February 23, 2006

Don't call me Pee Wee.


Della Cruz
Originally uploaded by Citizen Rob.
Apparently the key to beating the Beedies is not just eating paper and water, but exercising as well. Yeah, I knew this already, but you know how it is when you're looking at either going to the apartment's workout room or sitting on the couch. If you go to the workout room, you end up watching whatever crap is on the TV there, usually Oprah. Who needs that kind of sorrow in their life?

But once I got a bicycle, I felt the urge to actually get out and move. Naturally, the day after I got it, it was cold and rainy for four days straight. I sat at home, watching my blood sugar NOT go down, until two days ago when I finally decided to get out and ride no matter what the weather was like.

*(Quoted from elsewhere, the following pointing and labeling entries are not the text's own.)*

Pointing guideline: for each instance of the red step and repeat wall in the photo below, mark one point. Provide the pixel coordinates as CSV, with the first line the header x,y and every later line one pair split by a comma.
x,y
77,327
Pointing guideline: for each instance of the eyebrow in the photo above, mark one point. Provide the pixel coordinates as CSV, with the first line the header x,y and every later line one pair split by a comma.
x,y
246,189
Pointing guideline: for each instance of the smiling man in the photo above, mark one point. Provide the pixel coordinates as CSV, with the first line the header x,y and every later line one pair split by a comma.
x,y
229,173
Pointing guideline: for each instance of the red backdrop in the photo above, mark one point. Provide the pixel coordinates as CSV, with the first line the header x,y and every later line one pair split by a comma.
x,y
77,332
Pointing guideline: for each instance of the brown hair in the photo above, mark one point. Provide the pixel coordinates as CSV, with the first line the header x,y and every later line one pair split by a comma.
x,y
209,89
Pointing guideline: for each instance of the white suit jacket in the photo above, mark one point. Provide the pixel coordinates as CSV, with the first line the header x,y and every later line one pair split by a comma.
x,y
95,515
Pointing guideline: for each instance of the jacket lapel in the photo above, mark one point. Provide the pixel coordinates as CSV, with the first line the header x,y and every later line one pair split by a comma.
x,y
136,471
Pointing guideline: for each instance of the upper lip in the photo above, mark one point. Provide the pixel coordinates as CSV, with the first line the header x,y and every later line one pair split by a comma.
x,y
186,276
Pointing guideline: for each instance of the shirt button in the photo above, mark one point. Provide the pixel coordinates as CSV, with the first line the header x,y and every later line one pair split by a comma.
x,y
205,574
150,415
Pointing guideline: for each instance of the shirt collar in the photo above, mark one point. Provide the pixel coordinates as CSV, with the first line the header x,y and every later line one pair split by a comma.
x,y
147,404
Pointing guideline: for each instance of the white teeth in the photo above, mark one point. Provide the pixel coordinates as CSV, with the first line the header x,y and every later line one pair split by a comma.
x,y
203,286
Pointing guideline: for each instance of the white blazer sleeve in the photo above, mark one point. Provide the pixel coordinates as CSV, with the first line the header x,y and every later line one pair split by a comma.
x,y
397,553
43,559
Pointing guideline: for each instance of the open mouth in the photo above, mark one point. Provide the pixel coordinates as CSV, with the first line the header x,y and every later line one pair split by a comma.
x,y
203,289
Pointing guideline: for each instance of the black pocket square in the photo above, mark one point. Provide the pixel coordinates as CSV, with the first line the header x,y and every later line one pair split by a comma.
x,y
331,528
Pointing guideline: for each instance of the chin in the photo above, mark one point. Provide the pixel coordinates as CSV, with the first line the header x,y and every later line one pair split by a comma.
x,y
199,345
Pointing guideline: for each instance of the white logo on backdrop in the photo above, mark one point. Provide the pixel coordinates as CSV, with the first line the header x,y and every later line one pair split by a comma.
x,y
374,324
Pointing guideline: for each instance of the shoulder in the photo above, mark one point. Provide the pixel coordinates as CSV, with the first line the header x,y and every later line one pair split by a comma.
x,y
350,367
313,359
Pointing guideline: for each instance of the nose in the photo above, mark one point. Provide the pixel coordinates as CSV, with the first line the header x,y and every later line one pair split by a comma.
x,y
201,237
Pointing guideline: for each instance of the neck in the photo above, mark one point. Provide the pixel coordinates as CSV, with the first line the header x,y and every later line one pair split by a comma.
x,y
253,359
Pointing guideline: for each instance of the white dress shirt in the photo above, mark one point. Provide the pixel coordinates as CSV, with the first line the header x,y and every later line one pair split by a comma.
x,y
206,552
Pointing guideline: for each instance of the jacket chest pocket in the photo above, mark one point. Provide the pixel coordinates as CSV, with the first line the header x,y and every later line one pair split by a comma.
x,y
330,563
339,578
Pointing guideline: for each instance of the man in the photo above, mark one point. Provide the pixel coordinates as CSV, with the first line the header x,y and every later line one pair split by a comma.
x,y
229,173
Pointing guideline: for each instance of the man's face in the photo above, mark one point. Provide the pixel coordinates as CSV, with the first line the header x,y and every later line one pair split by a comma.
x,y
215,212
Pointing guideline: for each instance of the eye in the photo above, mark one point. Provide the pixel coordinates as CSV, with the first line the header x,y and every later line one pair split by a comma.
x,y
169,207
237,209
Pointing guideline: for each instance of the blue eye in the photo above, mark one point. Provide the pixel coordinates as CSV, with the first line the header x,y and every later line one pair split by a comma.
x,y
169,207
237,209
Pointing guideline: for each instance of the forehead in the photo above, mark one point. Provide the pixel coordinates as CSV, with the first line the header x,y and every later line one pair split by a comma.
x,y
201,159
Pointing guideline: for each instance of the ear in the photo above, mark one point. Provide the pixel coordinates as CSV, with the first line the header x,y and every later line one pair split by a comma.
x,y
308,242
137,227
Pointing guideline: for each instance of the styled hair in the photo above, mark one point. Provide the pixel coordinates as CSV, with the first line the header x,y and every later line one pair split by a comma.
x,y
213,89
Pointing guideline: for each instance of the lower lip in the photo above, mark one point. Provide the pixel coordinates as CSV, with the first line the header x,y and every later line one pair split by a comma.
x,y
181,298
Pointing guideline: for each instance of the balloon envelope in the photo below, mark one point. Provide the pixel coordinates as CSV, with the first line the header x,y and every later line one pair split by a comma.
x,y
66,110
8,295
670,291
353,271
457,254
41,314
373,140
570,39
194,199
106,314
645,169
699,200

I'm glad I did. There's a trail that runs right next to my apartment (stalkers and killers take note: it's this one), and it's big and flat and concrete. I see old people on it all the time. Piece of cake.

Except for the hills. I call them hills, but you might refer to them as slight inclines, smartasses that you are, every one of you. In any case, I wasn't expecting there to be HILLS. It was a more vigorous workout than I expected, but I still enjoyed it immensely.

The best part? My blood sugar dropped over a hundred points after each ride; today's 131 was the lowest I've had since the Beedies moved in.

The worst part? Having to walk my bike up a hill in front of one of the many saucy stay-at-home MILFs (out walking her little gerbil dog, an obligatory accessory) that roam freely about North Dallas like the great herds of bison that once covered the western plains.

One hates to look weak in front of the MILFs.

Well, I suppose it was inevitable...


My Beloved Monster & Me
Originally uploaded by Citizen Rob.
I know, I said I'd never do it. I'd never give in to the blog craze. All the cool kids were doing it, but I was, you now, Too Cool. Cooler than the cool kids.

The word itself sounded like something my pug might cough up. "Blog." Like cell phones and those funny spinning hubcaps, blogs were new-fangled and scary, not for an old man like myself. And all the good names were taken already, most frustratingly by people who posted one lame entry and then went merrily on their way, never to return.

It was getting harder, however, to post big long entries over at Darn Tootin when I wasn't having big long things happen in my life. (That sounded dirty, but let's move along.) I liked the idea of being able to post short entries without having to make them fit into some larger structure. I love my journal, and I like the idea of being able to write actual essay-type entries over there when the mood strikes me, without any more of those squashy, "here's a bunch of random crap" entries.

So I'm splitting things up a bit, which will hopefully result in better journal entries over there and more entertaining short bits here. As the title of the blog suggests, I anticipate a large percentage of my posts here to be about Schuyler. If that's not your thing, I totally understand, although honestly, I can't imagine you'd be reading this in the first place if you weren't.

(If you are new to my stuff, you really should go read up at Darn Tootin. All shall be revealed there.)

The coolest thing of all? I'm posting this from my flickr page, where it will automatically throw in the photo of my choice. Why didn't someone tell me how easy this is? I feel like everyone's been watching me hand-code my big ugly journal entries like a caveman and snickering behind my back.

I'll tweak all this some more tomorrow. Schuyler will be home all day, as she is sick. Julie called me at work to tell me that Schuyler had gotten extravagantly ill on the way home from school.

"Was it bad?" I asked.

"She had mixed fruit at school," Julie replied.

I could tell from her tone that she had acquired that information the hard way.